I want to compute the pairwise distances of 57832 vectors. Each vector has 200 dimensions. I am using pdist to compute the distances.
from scipy.spatial.distance import pdist
pairwise_distances = pdist(X, 'cosine')
# pdist is supposed to return a numpy array with shape (57832*57831,).
However, this causes a memory error.
   Traceback (most recent call last):
  File "/home/munichong/git/DomainClassification/NameSuggestion@Verisign/classification_DMOZ/main.py", line 101, in <module>
    result_clustering = clf_clustering.getCVResult(shuffle)
  File "/home/munichong/git/DomainClassification/NameSuggestion@Verisign/classification_DMOZ/ClusteringBasedClassification.py", line 158, in getCVResult
    self.centroids_of_categories(X_train, y_train)

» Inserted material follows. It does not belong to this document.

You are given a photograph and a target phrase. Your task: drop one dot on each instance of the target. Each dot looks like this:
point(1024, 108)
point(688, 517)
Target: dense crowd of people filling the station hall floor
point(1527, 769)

  File "/home/munichong/git/DomainClassification/NameSuggestion@Verisign/classification_DMOZ/ClusteringBasedClassification.py", line 103, in centroids_of_categories
    cat_centroids.append( self.dpc.centroids(X_in_this_cat) )

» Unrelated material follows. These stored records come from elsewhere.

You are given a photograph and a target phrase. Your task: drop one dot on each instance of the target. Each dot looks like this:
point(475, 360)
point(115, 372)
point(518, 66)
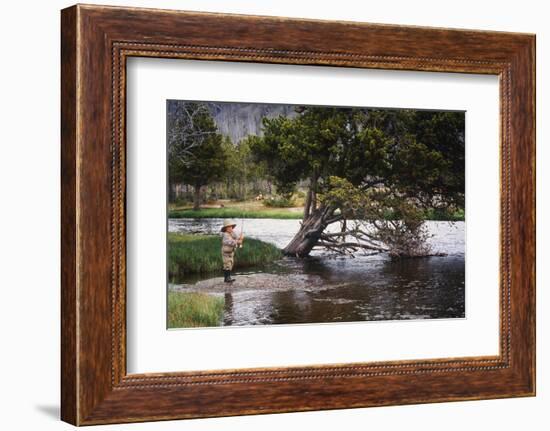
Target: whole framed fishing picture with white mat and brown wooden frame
point(263, 214)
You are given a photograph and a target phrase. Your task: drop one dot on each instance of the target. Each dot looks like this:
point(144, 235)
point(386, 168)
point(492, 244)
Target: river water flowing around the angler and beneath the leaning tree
point(355, 289)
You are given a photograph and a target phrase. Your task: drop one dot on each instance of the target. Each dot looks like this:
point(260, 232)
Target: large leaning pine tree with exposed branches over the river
point(375, 172)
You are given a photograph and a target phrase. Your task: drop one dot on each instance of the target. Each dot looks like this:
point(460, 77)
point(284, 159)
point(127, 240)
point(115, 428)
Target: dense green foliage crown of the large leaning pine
point(419, 153)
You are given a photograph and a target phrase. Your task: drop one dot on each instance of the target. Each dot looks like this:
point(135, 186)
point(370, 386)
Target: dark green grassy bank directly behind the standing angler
point(188, 254)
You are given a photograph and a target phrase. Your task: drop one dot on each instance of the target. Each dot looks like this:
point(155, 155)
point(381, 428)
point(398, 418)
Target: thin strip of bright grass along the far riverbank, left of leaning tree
point(236, 213)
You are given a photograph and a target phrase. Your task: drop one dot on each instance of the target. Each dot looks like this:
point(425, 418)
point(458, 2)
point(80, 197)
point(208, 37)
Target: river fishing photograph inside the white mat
point(297, 214)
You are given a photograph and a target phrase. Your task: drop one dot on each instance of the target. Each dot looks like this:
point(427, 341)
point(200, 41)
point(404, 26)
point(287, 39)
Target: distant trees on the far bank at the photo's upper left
point(205, 162)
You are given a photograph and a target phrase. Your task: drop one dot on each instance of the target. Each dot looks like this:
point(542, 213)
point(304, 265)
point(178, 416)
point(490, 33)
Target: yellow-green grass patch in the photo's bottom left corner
point(193, 310)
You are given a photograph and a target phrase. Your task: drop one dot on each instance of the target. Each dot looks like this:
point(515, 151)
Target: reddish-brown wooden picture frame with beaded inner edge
point(95, 43)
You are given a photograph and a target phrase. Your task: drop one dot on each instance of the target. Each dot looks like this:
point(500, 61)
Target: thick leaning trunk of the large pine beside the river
point(310, 231)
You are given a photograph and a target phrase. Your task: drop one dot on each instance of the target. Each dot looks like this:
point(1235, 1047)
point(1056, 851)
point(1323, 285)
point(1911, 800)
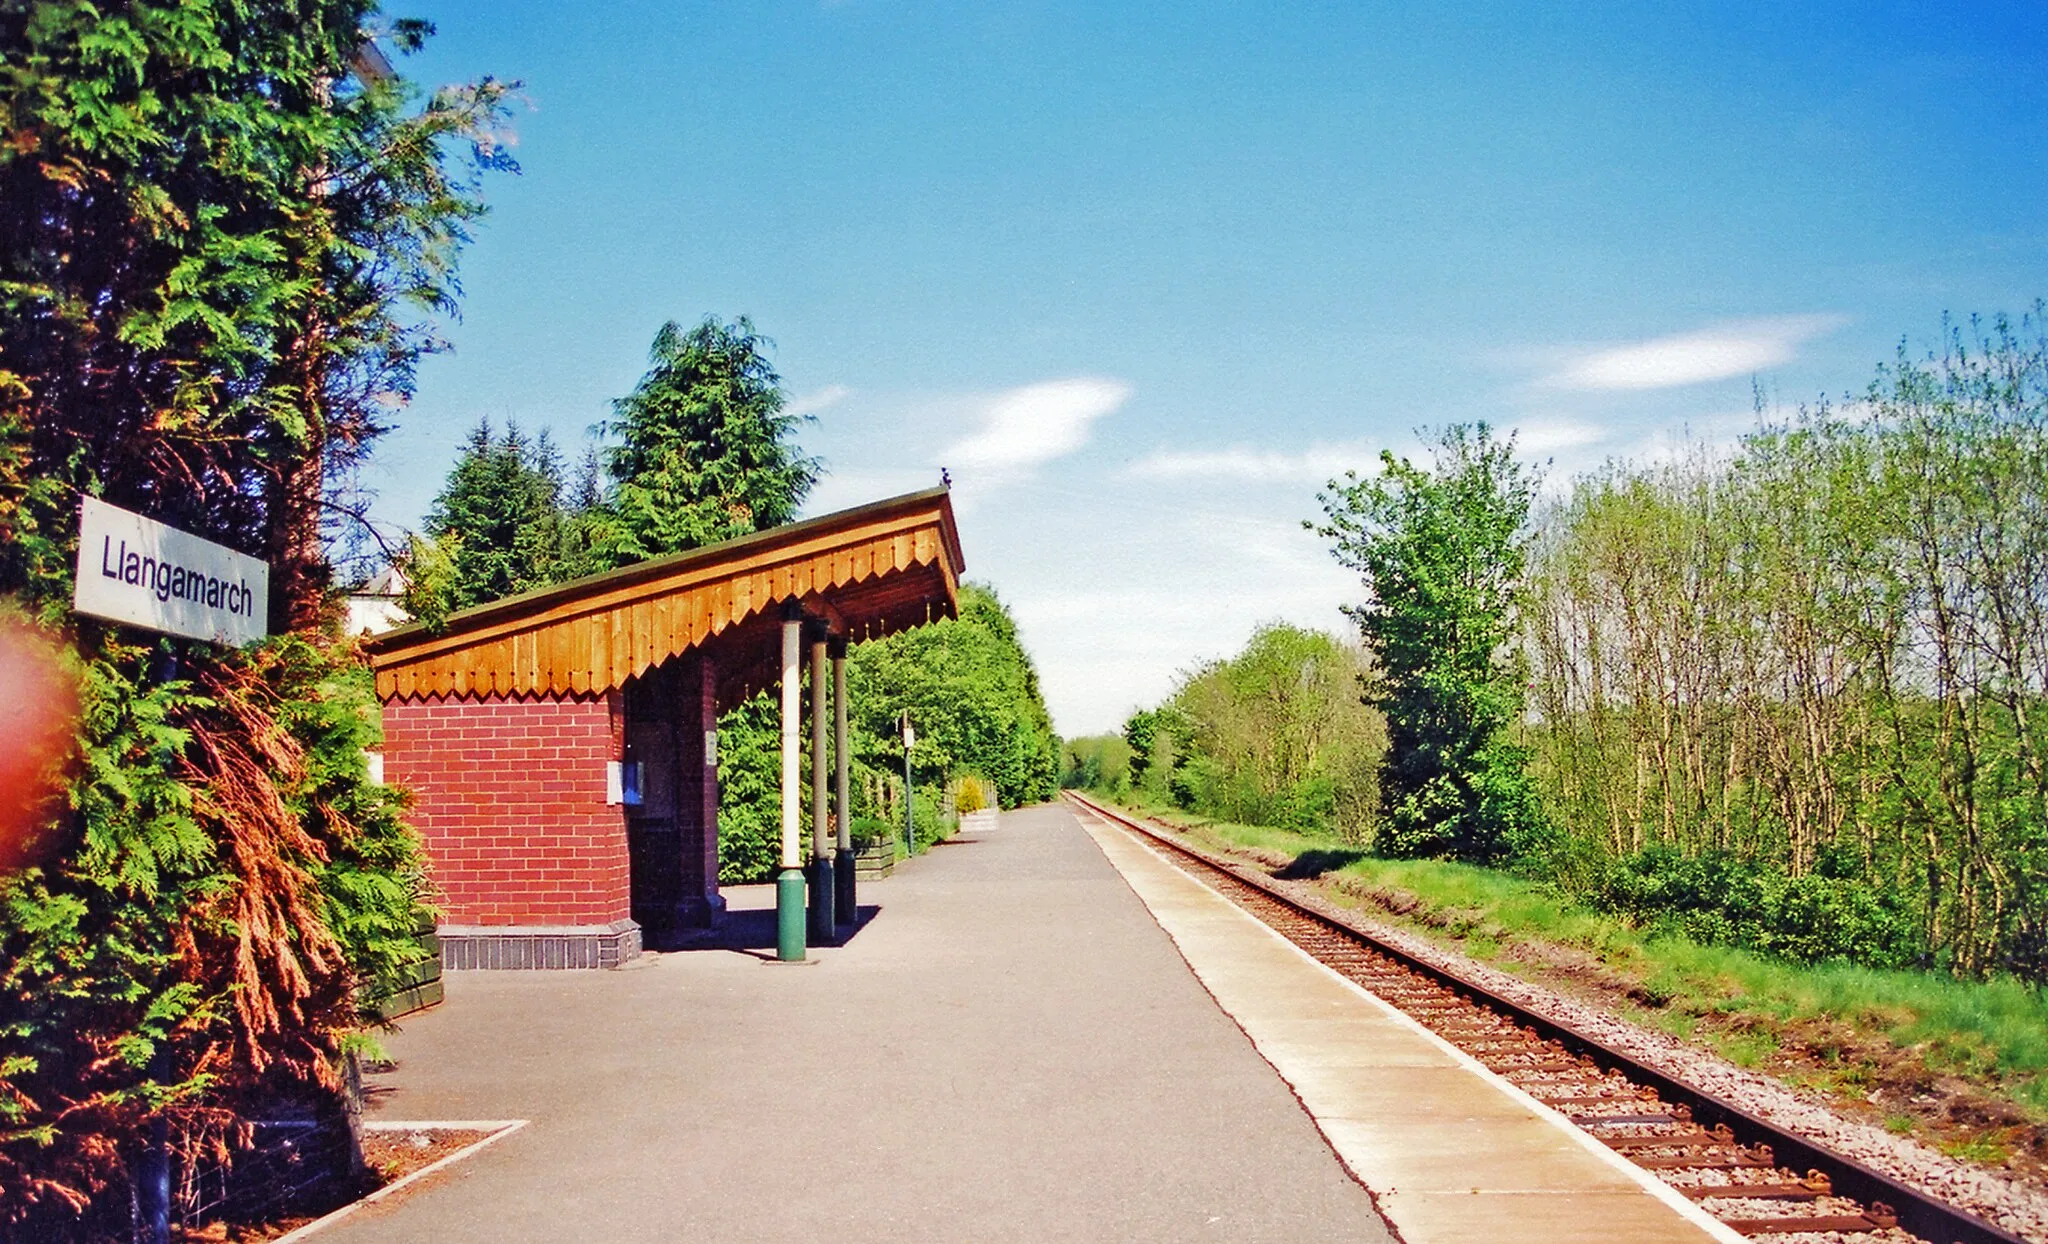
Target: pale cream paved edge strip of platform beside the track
point(1451, 1153)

  File "/home/munichong/git/DomainClassification/NameSuggestion@Verisign/classification_DMOZ/ClusteringBasedClassification.py", line 23, in centroids
    distance_dict, rho_dict = self.compute_distances_and_rhos(X)

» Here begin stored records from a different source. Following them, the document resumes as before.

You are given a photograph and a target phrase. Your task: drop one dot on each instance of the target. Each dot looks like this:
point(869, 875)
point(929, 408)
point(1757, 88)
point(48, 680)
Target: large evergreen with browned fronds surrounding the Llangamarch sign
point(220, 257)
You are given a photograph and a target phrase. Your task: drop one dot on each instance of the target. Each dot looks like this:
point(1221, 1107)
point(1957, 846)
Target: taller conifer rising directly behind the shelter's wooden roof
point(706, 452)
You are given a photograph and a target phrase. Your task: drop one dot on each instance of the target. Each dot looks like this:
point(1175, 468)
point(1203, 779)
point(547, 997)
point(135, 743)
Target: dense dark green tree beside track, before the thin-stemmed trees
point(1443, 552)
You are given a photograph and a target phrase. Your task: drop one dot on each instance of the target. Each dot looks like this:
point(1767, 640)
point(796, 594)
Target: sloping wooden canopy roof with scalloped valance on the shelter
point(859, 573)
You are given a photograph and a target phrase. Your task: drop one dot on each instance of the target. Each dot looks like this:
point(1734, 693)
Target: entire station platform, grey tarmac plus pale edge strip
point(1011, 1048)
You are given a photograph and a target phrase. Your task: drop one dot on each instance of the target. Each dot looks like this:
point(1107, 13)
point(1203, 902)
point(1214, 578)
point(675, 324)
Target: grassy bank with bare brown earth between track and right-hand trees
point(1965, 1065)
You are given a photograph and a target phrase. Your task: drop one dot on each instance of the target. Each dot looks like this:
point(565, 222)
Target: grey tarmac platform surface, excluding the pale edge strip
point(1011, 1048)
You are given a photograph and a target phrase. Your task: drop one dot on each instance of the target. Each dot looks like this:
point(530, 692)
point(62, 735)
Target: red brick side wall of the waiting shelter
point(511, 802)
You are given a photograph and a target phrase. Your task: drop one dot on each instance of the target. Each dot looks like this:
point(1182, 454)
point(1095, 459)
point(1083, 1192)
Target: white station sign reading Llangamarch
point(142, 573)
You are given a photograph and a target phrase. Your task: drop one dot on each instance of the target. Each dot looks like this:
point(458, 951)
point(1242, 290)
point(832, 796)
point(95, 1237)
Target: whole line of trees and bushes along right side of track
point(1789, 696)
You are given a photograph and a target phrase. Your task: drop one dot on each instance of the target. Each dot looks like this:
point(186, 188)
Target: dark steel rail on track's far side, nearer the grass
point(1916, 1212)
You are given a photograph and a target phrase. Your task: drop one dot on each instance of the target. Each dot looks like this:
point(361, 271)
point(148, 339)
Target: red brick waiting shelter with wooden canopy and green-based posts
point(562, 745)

  File "/home/munichong/git/DomainClassification/NameSuggestion@Verisign/classification_DMOZ/ClusteringBasedClassification.py", line 59, in compute_distances_and_rhos
    pairwise_distances = pdist(X, 'cosine')
  File "/usr/local/lib/python2.7/dist-packages/scipy/spatial/distance.py", line 1185, in pdist
    dm = np.zeros((m * (m - 1)) // 2, dtype=np.double)
MemoryError
The RAM of my laptop is 16GB. How should I fix it? Or is there any better way?